As many of you know, this movie is a remake of the cool Hong Kong pic INFERNAL AFFAIRS. I actually saw AFFAIRS prior to seeing THE DEPARTED, which is the main reason I was so hesitant during the film's theatrical release. I mean, AFFAIRS was amazing; how the hell could THE DEPARTED compare, even if it was being helmed by one of the best directors working today? Well, as the fates would have it, not only does it compare, it actually excels. That's right, I'm flat-out saying that the remake is better than the original (remember, all you foreign movie buffs can send your hate mail to email@example.com). It takes all the elements that made the original great (complex characters, intricate plot, solid acting, gritty/stylized direction), improves upon them, and even adds in a few of its own ingredients (the comical moments are a riot - Whalberg rules!).
Most films get their plot into full swing within the first ten minutes, but it's not until 20 minutes in that THE DEPARTED even shows its title screen. Luckily, this is the type of movie that earns the right to take its sweet time. Alongside its technical merits behind the camera, the actors in front of the camera do just as amazing of a job. DiCaprio especially shines in the forerunning role, expressing an astounding amount of emotion even when saying nothing at all (where the hell was this guy's Oscar nomination?). Also impressing are the always-great Matt Damon and Jack Nicholson, playing their own versions of "the likable bad guy." And despite some of the criticisms from both fans and reviewers, I though Vera Farmiga (the smokin' hot wife from RUNNING SCARED) was perfect as the love interest. Filling out the cast are Mark Whalberg, Martin Sheen, and Alec Baldwin, all of whom own their somewhat limited screen time to full effect. This certainly is a powerful ensemble piece, and it's only a portion of what makes THE DEPARTED just so damn compelling and entertaining to watch.
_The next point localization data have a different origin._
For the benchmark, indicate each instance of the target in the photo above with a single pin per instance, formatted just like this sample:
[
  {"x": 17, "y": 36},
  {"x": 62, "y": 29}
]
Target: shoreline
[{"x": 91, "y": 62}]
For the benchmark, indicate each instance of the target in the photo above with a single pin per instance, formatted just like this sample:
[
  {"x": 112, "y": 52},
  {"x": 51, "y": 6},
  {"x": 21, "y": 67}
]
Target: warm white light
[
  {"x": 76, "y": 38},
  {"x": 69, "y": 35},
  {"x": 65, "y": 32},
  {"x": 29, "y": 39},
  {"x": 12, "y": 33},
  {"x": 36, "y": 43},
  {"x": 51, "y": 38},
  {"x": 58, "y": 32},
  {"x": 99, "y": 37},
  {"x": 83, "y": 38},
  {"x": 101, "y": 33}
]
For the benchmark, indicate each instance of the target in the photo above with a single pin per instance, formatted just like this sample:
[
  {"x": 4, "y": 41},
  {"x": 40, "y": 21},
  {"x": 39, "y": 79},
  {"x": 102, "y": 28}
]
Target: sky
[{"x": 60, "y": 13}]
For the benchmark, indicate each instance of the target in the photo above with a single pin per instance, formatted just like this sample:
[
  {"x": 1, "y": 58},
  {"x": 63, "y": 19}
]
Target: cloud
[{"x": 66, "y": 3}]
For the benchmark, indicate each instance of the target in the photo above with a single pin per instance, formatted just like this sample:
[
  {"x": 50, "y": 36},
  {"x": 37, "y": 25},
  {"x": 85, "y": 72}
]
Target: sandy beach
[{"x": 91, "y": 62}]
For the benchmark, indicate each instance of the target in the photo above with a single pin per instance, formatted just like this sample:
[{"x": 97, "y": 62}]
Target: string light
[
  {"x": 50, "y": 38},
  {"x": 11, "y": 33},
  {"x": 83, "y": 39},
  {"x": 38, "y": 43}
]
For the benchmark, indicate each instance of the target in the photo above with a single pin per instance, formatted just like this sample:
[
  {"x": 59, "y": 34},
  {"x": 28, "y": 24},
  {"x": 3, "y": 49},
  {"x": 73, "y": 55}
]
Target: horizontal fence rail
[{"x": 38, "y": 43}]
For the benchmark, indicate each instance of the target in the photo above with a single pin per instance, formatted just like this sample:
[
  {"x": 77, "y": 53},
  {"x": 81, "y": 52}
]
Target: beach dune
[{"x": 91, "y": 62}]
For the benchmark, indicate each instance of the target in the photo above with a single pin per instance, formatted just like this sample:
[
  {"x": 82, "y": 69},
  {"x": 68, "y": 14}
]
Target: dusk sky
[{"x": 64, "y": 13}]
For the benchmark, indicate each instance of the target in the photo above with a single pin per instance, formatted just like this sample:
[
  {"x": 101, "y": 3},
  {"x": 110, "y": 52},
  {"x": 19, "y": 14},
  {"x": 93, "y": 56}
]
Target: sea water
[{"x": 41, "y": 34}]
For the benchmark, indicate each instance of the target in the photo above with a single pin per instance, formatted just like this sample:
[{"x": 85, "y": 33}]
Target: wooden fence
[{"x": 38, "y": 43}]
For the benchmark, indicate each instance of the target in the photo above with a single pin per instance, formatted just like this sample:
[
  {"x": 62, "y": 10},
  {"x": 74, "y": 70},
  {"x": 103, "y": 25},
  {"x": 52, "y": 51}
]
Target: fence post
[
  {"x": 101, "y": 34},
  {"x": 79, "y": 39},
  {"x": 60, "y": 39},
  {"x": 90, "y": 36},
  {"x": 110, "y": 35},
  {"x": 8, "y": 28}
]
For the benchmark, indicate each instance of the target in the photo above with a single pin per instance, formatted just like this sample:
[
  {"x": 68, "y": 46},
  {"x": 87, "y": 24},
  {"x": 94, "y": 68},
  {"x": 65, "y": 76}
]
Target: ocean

Stranger Than Fiction: The True Story of Whitey Bulger, Southie and the Departed (21:06): This cool featurette goes into detail (partially through interviews with the cast/crew) about the Boston mob's rich history, and some of the more prominent people that were a part of it. It also explains the real-life influences that affected the movie and its characters.
Scorsese on Scorsese (1:25:42): From Turner Classic Films, this excellent and in-depth documentary is perfect for anybody who has any interest in the acclaimed director. Scorsese discusses his home life, how it affected his films, and, of course, he also divulges plenty of information regarding his various film work. Unfortunately, this was made back in 2004, so THE DEPARTED is not covered.
Crossing Criminal Cultures (24:02): This featurette (which is a lot like "Stranger Than Fiction," above) revolves around the relation between THE DEPARTED and some of Scorsese's other crime films, as well as the differences between the mob elements. Very interesting stuff.
Additional Scenes (19:23 - with introductions by Martin Scorsese): There are nine deleted and extended scenes, all of which met the chopping block for apparent reasons. Scorsese is informative in his comments, and even though the scenes weren't good enough to be in the final film, they're still worth a look.
Also included is the film's Theatrical Trailer.